Contact the Credit Issuer
In addition to contacting the credit bureau, you ‘ll need to contact the creditor or the source of the disputed information. Provide the same detail and documentation as you provide to the credit bureau. Be sure to indicate that your correspondence is in regards to disputed billing, payment or information.
Keep all originals of billings, statements and the copy you have of your credit report. Provide only copies of these or you’ll end up paying to get replacements for your own files.
Start a Documentation Log
Keep copies of all correspondence and at minimum make notations of any supporting documentation mailed to the credit bureau or credit issuer. Record the dates and times of phone calls along with the names of representatives involved in handling your files.
Use Certified Mail
Don’t let your mailings get lost in the bureaucracy of the systems. Send all items by certified mail to assure that your mail can be traced in terms of who received it and when.
Don’t Ignore the Problem
If you just hope the problem of errors on your credit history will disappear, then be prepared to wait a long time.
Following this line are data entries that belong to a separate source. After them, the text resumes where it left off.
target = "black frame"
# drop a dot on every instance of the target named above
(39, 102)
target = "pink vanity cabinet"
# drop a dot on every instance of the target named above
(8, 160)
Credit information can remain on your report for as long as seven years and up to ten years in cases of bankruptcy.
If after taking these steps you don’t see any progress in resolving the errors, you can turn to Uncle Sam for help by phoning the Federal Trade Commission help line at 1 – 877 – FTC – HELP.
Being approved for loans and credit is not only a matter of keeping up with payments but also requires diligence to make certain that your credit report reflects your good credit history.